Quand je dis « je » je dis « nous ». Car en réalité je ne suis pas seul, vous l’avez peut-être remarqué ces dernières années. Je veux parler de mon équipe bien sur, mais également de mon directeur des achats, qui nous a permis de faire tant d’économies. Je veux parler de tous ceux qui, au présent, donnent le meilleur d’eux-mêmes pour rendre votre vie meilleure. Ceux qui jamais ne profitent de leur situation et toujours font preuve d’abnégation, de courage et tels des fourmis, me remontent les informations me permettant de vous comprendre, d’être proche, au plus près vous, juste derrière vous.
Mais je salue aussi ceux du passé dans l’histoire, je pense à Zarathoustra, Gengis Khân, Léon Bloy et le Cannavaro, Toussaint Louverture et Bernard Henri Lévy, sans oublier Cali, autant de VIP de l’histoire avec un h qui guident mes pas et sans qui je n’aurais pas fait ce que je vais faire.
« Un homme seul ne peut rien » disait Victor Hugo.
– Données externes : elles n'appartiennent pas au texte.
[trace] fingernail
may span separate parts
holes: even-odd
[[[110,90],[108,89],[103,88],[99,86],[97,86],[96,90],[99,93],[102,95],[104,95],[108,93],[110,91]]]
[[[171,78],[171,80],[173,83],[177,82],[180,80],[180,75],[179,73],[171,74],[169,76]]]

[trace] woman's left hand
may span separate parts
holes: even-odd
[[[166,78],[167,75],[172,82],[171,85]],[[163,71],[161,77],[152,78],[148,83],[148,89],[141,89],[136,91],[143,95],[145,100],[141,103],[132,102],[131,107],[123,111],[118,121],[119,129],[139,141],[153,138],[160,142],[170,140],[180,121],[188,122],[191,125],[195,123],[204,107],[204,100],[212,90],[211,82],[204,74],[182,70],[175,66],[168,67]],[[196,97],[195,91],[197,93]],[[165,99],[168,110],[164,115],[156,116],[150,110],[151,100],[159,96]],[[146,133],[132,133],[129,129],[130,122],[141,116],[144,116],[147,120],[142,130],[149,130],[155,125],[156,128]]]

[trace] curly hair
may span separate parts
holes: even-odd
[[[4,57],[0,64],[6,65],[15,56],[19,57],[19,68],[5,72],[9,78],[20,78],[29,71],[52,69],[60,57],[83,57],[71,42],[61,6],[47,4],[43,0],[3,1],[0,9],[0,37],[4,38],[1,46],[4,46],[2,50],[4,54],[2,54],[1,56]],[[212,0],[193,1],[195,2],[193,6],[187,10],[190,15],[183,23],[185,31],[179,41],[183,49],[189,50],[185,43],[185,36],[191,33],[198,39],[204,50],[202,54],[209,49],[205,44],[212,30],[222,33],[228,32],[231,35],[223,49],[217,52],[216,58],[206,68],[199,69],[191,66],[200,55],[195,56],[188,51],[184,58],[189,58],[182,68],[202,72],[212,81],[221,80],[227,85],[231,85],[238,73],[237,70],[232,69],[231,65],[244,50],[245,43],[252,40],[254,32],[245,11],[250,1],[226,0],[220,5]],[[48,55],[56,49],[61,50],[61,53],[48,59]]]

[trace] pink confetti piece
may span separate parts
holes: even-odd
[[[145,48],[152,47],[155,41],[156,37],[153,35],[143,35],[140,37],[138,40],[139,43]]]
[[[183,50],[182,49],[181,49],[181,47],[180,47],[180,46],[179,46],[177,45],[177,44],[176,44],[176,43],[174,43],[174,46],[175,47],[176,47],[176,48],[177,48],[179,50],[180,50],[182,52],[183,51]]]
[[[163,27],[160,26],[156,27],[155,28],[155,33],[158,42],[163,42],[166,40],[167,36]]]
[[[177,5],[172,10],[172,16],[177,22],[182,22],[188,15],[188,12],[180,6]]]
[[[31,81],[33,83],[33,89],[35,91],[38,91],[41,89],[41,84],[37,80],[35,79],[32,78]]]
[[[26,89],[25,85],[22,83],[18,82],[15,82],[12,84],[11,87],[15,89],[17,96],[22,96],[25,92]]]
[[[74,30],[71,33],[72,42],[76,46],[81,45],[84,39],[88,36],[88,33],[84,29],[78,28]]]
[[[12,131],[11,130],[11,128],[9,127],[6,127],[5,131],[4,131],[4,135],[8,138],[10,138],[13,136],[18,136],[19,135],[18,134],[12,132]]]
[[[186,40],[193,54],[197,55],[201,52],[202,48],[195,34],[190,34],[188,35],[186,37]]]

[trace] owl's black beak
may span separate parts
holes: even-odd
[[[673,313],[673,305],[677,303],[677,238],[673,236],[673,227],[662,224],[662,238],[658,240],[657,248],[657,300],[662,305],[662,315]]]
C’est donc collectivement que je suis présent devant vous, et je ne dis pas que je ne peux pas le faire. Non, je dis que nous pouvons le faire !
YES OUI CAN ! YES OUI CAN ! YES OUI CAN !
Merci














Excellent…mais restons vigilants afin que la fiction ne devienne réalité!
Cette fiction ne sera jamais la réalité, c’est une fiction. Ce vers quoi vous portez votre vigilance est une autre histoire.